This is about the frequency of integral solutions to $$ b^2 - 4 a^3 = \Delta, $$ when $\Delta < 0$ is a discriminant of positive binary quadratic forms such that the class number is divisible by 3. My observation is that integral solutions are pretty frequent when $|\Delta|$ is small. For instance, there are 25 discriminants with class number exactly 3. Of these, in 19 cases we can write the non-principal, order three form as $$ \langle a, \pm b, a^2 \rangle, $$ the failures seeming to be $$ \Delta = -124, \; -172, \; -307, \; -547, \; -652, \; 907,$$ with the first two proved impossible in integers, maybe all six.

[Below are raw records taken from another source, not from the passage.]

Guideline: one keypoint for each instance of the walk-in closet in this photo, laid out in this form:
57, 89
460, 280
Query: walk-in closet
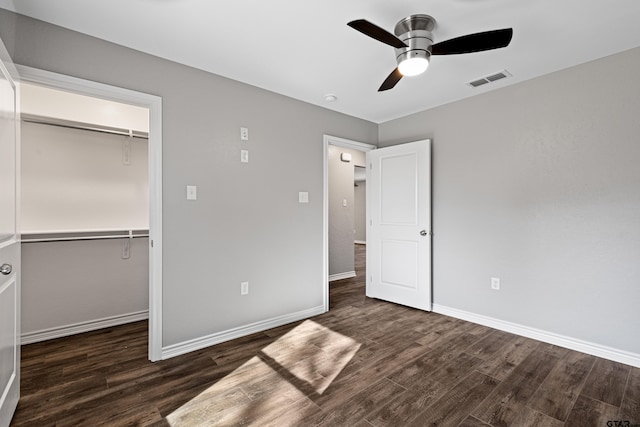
84, 217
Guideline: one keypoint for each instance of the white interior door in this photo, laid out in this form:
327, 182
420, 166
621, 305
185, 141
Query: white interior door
399, 224
9, 249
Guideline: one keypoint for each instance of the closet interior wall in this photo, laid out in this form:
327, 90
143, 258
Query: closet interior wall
84, 222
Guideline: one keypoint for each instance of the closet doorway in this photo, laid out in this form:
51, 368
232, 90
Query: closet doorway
91, 208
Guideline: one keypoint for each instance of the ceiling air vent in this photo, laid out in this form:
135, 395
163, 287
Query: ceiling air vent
490, 78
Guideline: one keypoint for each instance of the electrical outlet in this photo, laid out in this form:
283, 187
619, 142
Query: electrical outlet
192, 192
126, 248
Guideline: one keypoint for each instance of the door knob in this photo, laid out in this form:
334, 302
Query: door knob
5, 269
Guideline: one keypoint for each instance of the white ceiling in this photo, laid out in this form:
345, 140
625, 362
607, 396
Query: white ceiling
305, 50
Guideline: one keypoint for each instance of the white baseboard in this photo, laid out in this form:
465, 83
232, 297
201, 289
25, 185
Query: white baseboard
593, 349
340, 276
79, 328
219, 337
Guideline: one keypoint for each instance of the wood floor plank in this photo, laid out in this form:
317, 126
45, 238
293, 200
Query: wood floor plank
606, 382
630, 407
588, 412
504, 363
452, 408
360, 405
510, 398
487, 347
471, 421
528, 417
561, 388
435, 378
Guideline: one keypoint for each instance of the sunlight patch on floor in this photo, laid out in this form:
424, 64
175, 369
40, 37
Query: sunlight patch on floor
280, 381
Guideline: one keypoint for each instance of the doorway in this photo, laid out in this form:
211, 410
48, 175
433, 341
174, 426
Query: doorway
341, 151
154, 106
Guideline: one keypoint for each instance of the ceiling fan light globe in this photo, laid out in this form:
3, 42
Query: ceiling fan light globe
413, 66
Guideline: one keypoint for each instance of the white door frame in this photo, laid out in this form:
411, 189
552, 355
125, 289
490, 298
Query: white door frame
344, 143
154, 104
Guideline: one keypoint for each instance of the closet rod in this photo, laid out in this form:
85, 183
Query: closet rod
80, 238
32, 118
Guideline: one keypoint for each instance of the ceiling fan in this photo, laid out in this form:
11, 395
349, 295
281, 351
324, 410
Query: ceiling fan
414, 44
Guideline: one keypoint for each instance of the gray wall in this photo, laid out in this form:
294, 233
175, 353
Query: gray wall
539, 184
247, 224
342, 218
66, 283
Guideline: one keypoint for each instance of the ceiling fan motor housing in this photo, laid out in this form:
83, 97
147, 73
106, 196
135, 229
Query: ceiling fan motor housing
415, 32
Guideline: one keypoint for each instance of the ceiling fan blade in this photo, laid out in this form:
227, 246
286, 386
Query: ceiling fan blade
476, 42
391, 81
373, 31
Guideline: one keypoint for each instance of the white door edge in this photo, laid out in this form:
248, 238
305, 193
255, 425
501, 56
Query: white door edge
154, 104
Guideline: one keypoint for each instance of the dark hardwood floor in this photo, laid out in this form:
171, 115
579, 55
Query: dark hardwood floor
364, 363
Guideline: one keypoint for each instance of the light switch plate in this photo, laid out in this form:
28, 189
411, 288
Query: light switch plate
191, 192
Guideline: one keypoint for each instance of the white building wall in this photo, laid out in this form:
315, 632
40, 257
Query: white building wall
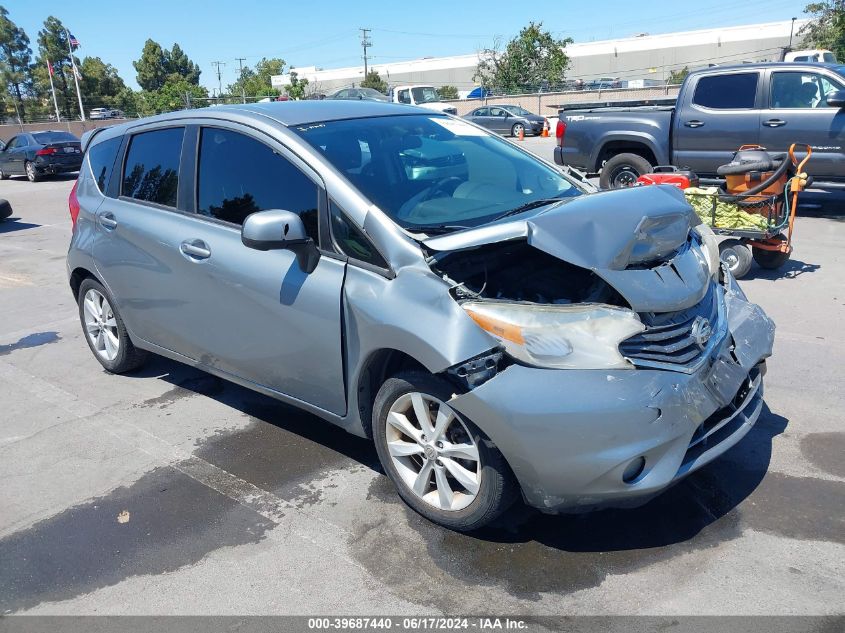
646, 57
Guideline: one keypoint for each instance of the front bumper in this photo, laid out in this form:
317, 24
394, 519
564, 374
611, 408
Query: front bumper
569, 435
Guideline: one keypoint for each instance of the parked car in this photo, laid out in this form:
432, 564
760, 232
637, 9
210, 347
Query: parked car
421, 282
423, 96
36, 154
360, 94
717, 110
818, 55
507, 119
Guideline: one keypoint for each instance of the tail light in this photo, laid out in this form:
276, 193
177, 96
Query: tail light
560, 132
73, 205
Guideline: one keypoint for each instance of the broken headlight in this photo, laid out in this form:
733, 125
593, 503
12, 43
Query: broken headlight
583, 336
710, 246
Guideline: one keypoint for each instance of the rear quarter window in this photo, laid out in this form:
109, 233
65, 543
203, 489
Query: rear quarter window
726, 92
151, 170
101, 157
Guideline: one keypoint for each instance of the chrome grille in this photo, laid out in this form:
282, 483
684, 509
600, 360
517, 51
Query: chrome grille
668, 338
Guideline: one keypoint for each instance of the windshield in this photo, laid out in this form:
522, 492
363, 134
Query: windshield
426, 94
45, 138
517, 110
433, 172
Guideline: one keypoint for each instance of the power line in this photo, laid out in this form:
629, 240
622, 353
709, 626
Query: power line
219, 76
365, 43
241, 61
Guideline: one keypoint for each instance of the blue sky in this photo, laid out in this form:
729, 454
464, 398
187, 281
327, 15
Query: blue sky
325, 33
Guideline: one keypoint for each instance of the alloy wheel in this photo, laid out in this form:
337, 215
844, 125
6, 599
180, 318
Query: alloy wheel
433, 451
101, 325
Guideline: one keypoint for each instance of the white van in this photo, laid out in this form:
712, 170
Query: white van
422, 96
818, 55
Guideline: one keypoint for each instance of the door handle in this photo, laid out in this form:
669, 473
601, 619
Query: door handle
195, 249
107, 221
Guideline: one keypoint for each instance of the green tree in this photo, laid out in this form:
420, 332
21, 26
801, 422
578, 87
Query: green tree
296, 89
255, 82
158, 66
532, 59
678, 76
448, 92
100, 83
53, 49
826, 28
15, 59
373, 80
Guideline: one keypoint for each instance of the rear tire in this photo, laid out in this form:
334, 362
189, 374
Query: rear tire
623, 170
737, 256
770, 260
31, 173
491, 487
105, 331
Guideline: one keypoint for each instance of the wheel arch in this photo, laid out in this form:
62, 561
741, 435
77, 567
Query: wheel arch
643, 145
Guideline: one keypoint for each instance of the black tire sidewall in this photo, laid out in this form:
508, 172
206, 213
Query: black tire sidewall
497, 490
124, 361
743, 254
635, 162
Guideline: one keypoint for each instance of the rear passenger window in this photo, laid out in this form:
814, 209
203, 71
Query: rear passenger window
726, 92
239, 175
151, 171
101, 158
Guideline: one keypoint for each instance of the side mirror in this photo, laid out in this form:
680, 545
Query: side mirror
276, 230
836, 99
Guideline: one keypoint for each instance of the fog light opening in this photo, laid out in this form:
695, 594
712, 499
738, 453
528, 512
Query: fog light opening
633, 470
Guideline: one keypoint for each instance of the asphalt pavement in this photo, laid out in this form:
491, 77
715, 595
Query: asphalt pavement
169, 491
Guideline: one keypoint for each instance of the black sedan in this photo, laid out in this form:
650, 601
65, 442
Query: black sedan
507, 119
36, 154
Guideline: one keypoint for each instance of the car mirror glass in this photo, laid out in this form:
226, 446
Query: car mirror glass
836, 99
276, 229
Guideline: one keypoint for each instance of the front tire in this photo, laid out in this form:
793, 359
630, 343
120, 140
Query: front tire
442, 465
623, 170
104, 330
737, 256
31, 173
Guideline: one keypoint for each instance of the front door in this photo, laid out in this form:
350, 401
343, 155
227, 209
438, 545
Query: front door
797, 112
719, 114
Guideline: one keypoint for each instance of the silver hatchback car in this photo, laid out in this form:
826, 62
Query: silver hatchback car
496, 328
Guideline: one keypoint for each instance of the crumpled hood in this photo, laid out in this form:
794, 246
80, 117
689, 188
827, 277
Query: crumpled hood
635, 239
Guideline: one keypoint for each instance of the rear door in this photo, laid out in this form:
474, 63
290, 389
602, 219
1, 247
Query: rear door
720, 112
797, 112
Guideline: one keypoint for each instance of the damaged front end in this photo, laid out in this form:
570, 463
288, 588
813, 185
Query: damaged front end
628, 357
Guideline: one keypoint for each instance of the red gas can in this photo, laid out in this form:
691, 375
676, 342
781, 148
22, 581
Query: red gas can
669, 175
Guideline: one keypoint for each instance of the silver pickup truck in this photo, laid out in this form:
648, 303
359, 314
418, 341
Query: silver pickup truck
717, 110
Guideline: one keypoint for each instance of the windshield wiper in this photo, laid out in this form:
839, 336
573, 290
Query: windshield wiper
435, 229
527, 207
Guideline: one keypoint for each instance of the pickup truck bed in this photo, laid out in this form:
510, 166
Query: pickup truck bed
717, 110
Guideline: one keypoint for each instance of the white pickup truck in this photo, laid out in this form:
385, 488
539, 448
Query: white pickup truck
423, 96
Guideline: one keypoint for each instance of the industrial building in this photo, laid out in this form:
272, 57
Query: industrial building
643, 59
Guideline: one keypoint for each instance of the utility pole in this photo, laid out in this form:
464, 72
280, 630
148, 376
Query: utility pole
219, 80
365, 43
241, 61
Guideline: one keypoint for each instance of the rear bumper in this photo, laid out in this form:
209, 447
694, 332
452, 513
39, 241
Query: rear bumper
569, 435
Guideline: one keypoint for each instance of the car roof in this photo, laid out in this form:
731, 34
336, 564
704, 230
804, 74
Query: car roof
839, 68
292, 113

Note that there may be multiple solutions for a given $\Delta,$ which usually means the forms reduce to the same thing or the principal form, as in
$$ \langle 2, 1, 4 \rangle = \langle 4, 15, 16 \rangle $$ but
$$ \langle 10, 63, 100 \rangle = \langle 1, 1, 8 \rangle. $$
On the other hand, in the relatively rare event of 3-rank larger than one, we may have genuinely distinct cube roots of 1, and for $\Delta = -3299$ we find

$$ \langle 11,45, 121 \rangle = \langle 11, 1, 75 \rangle, $$
$$ \langle 15, 101, 225 \rangle = \langle 15, 11, 57 \rangle, $$

$$ \langle 23, 213, 529 \rangle = \langle 23, -17, 39 \rangle. $$

So, the question is, how likely is it that a positive form of order three in the class group can be written as $$ f(x,y) = a x^2 + b x y + a^2 y^2 ? $$

EDIT: of course this becomes Mordell's equation when $\Delta$ is even, which is how I know there are proofs for $-124, -172$ but a rational solution $a = 1177/36, \; b = 40355/108$ for $-172.$ Hope I got the factor of 2 in the right place.

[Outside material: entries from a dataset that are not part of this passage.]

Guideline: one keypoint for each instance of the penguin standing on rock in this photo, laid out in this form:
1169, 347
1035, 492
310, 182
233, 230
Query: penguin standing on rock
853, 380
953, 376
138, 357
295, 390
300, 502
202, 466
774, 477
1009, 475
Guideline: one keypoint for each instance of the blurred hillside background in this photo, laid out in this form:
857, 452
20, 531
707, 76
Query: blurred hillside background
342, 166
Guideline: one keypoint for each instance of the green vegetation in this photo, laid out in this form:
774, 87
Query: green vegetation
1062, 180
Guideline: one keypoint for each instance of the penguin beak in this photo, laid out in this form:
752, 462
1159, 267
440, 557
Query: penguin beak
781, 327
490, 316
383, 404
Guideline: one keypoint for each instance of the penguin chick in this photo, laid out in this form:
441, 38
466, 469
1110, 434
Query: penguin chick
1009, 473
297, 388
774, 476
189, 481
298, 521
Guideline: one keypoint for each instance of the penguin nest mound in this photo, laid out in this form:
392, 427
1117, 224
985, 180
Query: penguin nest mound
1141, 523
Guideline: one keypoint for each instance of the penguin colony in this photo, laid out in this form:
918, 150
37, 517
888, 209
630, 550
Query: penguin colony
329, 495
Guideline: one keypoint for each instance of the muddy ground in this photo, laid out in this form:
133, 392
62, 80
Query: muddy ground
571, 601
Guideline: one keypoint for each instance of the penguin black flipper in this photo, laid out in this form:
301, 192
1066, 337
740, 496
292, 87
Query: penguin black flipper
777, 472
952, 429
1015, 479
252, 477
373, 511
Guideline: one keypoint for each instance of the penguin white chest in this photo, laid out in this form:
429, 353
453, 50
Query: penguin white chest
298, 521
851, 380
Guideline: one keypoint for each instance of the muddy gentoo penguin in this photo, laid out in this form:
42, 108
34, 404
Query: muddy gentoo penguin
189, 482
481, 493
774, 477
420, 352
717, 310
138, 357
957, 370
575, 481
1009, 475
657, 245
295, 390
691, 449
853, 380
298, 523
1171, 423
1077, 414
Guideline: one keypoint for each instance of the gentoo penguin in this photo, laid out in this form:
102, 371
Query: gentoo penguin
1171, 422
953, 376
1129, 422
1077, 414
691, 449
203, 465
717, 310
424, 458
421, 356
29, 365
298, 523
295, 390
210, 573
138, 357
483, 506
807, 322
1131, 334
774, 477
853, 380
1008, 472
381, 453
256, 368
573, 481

EDIT TOOOOO: forgot. by Dirichlet's "united forms" description of composition, $$ \langle a,b,a^2 \rangle^2 = \langle a^2, b,a \rangle, $$ so such a form is either the principal form or of order three, as long as $$ \gcd(a,b) = 1. $$

EDIT THREE, Saturday: The importance of this for my other recent questions appeared when I found that $ \langle 4,1,9 \rangle$ integrally represents 77, but $ \langle 4,1,9 \rangle + \langle 4,1,9 \rangle,$ or $g(x,y,z,w) = 4 x^2 + x y + 9 y^2 + 4 z^2 + z w + 9 w^2,$ does not represent $77^2 = 5929.$ Now, $ \langle 4,1,9 \rangle$ has order five, so the set of values it represents is not required to be multiplicative. Similarly, if $f$ is of order 2 "ambiguous," it seems always true that $f$ represents some $n$ (often prime) while $f(x,y) + f(z,w)$ fails to represent $n^2.$ Note that the original form in question 88905 is of order three, indeed $$ \langle 4,2, 3 \rangle = \langle 3,-2,4 \rangle = \langle 3,-8,9 \rangle. $$ So three seems to be the order of the day.